Band tussen de Vader en de Zoon
In de Oude Kerk is al vroeg diep nagedacht over het geheimenis dat God de Drie-enige is en welke plaats de Heilige Geest binnen deze verhouding inneemt. Een van de diepzinnigste denkers op dit gebied is Augustinus. Hij stelt met nadruk dat de Heilige Geest de band van liefde is die de Vader met de Zoon verenigt. Natuurlijk bedoelt Augustinus daarmee niet dat er iets ontbreekt aan de liefde van de Vader voor de Zoon of aan de liefde van de Zoon voor de Vader. Goddelijke liefde is immers volmaakt. Maar de Geest zet als het ware het stempel op de liefde tussen de Vader en de Zoon: „Het is echt waar dat Wij elkaar volmaakt en van harte liefhebben.” En dat onderstreept de Geest om kleine, zwakke, zondige en twijfelende mensen daarvan te overtuigen.
Dat blijkt vooral in de lijdensgeschiedenis van de Heere Jezus. Oppervlakkig gezien lijkt hier een afstand te bestaan tussen God de Vader en de lijdende Borg. Bijvoorbeeld in de worsteling in Gethsémané of bij de afgrond die opengaat in de klacht aan het kruis: „Mijn God, Mijn God, waarom hebt Gij Mij verlaten?”
Toch is er –zelfs bij de kruisiging– geen werkelijke kloof tussen de Vader en de Zoon. Een tekst als Hebreeën 9:14 helpt om dit enigszins te begrijpen. Daar wordt over de Heere Jezus gezegd dat Hij „door de eeuwige Geest Zichzelf Gode onstraffelijk opgeofferd heeft.” Christus geeft Zich in liefdevolle overgave over om te sterven aan het kruis; de Geest sterkt Hem daarbij en stuwt Hem naar het liefdehart van de Vader en zo verenigen Zij Zich in de liefde van „het is volbracht!”

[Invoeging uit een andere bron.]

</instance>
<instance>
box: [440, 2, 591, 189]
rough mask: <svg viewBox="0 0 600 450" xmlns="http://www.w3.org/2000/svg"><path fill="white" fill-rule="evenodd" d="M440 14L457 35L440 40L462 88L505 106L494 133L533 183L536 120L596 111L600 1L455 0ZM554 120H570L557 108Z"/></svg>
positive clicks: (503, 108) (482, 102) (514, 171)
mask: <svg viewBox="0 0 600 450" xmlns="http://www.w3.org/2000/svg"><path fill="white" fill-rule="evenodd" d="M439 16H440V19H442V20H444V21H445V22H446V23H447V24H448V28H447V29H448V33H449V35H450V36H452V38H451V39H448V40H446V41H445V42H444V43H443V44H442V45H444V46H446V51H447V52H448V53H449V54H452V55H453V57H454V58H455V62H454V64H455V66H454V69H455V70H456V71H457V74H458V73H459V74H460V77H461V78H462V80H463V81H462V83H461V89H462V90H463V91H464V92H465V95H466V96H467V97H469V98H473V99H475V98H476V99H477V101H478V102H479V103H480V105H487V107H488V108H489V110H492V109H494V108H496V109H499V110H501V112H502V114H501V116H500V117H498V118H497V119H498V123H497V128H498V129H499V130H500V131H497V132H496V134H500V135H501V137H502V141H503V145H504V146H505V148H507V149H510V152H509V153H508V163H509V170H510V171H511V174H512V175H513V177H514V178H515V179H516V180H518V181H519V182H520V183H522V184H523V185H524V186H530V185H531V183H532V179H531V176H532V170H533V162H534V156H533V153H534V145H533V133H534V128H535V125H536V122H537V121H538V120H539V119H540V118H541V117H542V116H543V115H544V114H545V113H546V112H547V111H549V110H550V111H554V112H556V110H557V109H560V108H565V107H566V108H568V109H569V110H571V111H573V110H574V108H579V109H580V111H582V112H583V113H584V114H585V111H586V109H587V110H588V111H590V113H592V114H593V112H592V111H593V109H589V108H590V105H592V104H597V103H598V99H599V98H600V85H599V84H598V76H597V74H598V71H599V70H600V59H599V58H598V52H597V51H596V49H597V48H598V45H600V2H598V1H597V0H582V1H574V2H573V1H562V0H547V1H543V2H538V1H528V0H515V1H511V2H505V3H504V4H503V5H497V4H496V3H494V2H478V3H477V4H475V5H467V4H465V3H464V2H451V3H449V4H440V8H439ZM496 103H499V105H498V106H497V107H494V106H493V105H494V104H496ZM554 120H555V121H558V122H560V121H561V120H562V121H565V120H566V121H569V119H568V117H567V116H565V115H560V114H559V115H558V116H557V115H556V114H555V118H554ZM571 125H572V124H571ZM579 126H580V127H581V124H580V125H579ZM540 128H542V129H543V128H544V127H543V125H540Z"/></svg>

Band tussen Christus en Zijn Kerk
Calvijn neemt het motief van de Geest als band tussen de Vader en de Zoon zo letterlijk niet over. Maar hij spreekt wel over de Geest als band of als brug. In een belangrijke zin aan het begin van boek III van zijn ”Institutie” zegt hij namelijk „dat de Heilige Geest de band is waarmee Christus ons metterdaad aan Zich verbindt.” In die woorden komen allerlei oude gedachten mee. De Heilige Geest legt een band of een brug van liefde tussen Christus en de Zijnen. Daarin licht ook iets van Zijn priesterlijke bewogenheid op (pontifex maximus). We zouden kunnen zeggen dat het werk van Christus als Hogepriester gestalte krijgt in het priesterlijke werk van de Geest aan en in de gelovigen.
Dat stempelt heel het karakter van het werk van de Geest. Ook wanneer Hij onder de prediking onze zonde laat zien, ligt daarachter priesterlijke bewogenheid, al zien we dat op dit moment misschien niet. Door de zonden en de hindernissen bloot te leggen, wil de Geest namelijk zondaren tot Christus trekken. Daarom kan iemand als Calvijn de noodzaak van de boetvaardigheid scherp aan de orde stellen. Tegelijkertijd kan hij er ook teer en gevoelig over spreken. Het is immers de liefdevolle bedoeling van de Vader, de Zoon en de Heilige Geest dat verloren zonen en dochters als boetelingen in de armen vallen van de Vader (vgl. Luk. 15).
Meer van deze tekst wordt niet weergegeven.